Sintflutartige Vorboten des Klimawandels Weltgipfel in Johannesburg zur nachhaltigen Entwicklung /

Aachen/Stuttgart - "Die Klimakatastrophe kommt näher", titelte jetzt die Süddeutsche Zeitung. Wenn sich auch nicht einzelne Ereignisse auf die Erderwärmung zurückführen lassen, so sehen Klimaforscher in der Zunahme heftiger Unwetter im Sommer doch Anzeichen eines Klimawandels. Mit einem Mal steigt mit den Fluten wie in Sachsen, Österreich, der Tschechei und Russland auch das Interesse am bevorstehenden Weltgipfel für nachhaltige Entwicklung. Vom 26. August bis 4. September wollen in Johannesburg die Staats- und Regierungschefs Bilanz ziehen, inwieweit die Ergebnisse des Gipfels von Rio von 1992 umgesetzt wurden.

Brief an den Kanzler

Mit großformatigen Zeitungsanzeigen versuchen in diesen Tagen Hilfswerke wie Misereor, terre des hommes und der Evangelische Entwicklungsdienst Regierung und Öffentlichkeit aufzurütteln. Deutschland, so heißt es in einem offenen Brief an Bundeskanzler Schröder, solle in Johannesburg ein Zeichen setzen und bis zum Jahr 2015 den Anteil erneuerbarer Energien am Stromverbrauch von 6 auf 25 Prozent erhöhen. Bis 2020 solle der Ausstoß von Treibhausgasen um 40 Prozent gegenüber 1990 verringert werden. Zugleich solle Deutschland bis zum Jahr 2010 den Anteil an Entwicklungshilfe am Bruttosozialprodukt von 0,27 auf 0,7 Prozent erhöhen. Ein Scheitern des Gipfels wäre "ein verheerendes Signal", dass die Menschen die dringendsten Probleme nicht lösen könnten.
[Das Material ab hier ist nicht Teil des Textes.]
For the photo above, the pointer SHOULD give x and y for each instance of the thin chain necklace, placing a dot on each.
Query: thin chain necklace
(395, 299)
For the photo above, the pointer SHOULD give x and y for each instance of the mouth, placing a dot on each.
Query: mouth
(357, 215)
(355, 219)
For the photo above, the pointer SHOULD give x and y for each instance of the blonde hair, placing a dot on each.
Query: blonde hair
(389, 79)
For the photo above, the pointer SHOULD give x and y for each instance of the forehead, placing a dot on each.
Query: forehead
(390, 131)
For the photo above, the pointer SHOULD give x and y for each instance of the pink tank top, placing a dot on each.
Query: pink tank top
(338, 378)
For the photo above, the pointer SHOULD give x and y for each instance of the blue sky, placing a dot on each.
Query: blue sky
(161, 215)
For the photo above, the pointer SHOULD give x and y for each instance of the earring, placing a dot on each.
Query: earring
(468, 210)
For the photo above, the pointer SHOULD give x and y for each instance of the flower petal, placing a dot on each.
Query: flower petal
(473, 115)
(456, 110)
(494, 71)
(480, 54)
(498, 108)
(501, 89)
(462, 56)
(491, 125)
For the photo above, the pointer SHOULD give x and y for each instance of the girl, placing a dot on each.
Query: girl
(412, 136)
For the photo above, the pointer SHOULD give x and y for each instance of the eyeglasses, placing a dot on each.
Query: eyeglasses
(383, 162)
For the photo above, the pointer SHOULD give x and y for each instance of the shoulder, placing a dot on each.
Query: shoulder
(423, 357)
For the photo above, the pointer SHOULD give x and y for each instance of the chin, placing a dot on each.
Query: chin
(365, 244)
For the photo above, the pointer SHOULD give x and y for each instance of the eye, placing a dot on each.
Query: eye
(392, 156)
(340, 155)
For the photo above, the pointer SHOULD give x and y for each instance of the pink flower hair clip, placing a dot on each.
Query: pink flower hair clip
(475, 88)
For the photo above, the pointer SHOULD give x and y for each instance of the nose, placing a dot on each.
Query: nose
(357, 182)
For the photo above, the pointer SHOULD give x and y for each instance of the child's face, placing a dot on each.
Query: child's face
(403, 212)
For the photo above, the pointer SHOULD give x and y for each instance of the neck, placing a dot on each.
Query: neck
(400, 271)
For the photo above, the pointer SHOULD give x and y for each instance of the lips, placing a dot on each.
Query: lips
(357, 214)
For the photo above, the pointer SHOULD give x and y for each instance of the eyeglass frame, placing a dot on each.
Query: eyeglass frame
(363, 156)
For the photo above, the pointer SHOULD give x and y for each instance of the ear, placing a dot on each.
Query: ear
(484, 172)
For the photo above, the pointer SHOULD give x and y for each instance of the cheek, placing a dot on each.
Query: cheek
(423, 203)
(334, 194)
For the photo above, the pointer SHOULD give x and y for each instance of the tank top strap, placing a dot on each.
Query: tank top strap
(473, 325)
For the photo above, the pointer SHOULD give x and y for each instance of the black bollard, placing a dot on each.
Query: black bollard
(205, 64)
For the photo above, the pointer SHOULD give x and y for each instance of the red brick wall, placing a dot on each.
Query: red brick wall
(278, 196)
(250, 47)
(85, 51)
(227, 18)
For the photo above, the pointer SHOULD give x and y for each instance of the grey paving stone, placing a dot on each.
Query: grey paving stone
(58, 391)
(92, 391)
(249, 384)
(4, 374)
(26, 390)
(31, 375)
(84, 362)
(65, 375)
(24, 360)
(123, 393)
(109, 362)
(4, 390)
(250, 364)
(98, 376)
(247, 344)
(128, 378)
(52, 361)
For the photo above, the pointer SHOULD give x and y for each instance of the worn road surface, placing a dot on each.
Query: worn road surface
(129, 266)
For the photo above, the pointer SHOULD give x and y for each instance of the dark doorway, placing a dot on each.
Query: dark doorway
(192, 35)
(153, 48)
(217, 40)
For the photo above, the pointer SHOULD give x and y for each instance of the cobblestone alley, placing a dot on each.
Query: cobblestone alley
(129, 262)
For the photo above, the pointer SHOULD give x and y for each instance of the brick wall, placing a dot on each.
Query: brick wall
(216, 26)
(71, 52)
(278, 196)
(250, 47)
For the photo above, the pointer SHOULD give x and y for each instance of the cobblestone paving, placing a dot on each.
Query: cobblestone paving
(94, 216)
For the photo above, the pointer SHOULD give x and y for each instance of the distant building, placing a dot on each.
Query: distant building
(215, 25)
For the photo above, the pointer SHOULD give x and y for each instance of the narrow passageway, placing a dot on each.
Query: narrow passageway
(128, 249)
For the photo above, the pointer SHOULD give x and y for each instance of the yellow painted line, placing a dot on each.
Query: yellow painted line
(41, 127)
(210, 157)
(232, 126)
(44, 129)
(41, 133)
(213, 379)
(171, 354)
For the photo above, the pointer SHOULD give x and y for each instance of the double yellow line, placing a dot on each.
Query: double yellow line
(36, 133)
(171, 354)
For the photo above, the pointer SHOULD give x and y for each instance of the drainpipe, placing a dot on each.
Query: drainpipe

Für den renommierten Naturwissenschaftler Ernst Ulrich von Weizsäcker bedeutete ein Scheitern des Gipfels einen "bösen Sieg der Ellenbogenmentalität der puren Marktideologen". Der langjährige Präsident des Wuppertaler Instituts für Klima, Umwelt und Energie hat im Auftrag der Vereinten Nationen gemeinsam mit dem UN-Generalsekretär den Gipfel vorbereitet. Von Weizsäcker, der auch Mitglied des "Club of Rome" ist, hofft für den Fall des Scheiterns auf "einen Aufschrei der Empörung all derer, die sich jetzt noch zurücklehnen, weil sie gar nicht wissen, dass da Wichtiges verhandelt wird".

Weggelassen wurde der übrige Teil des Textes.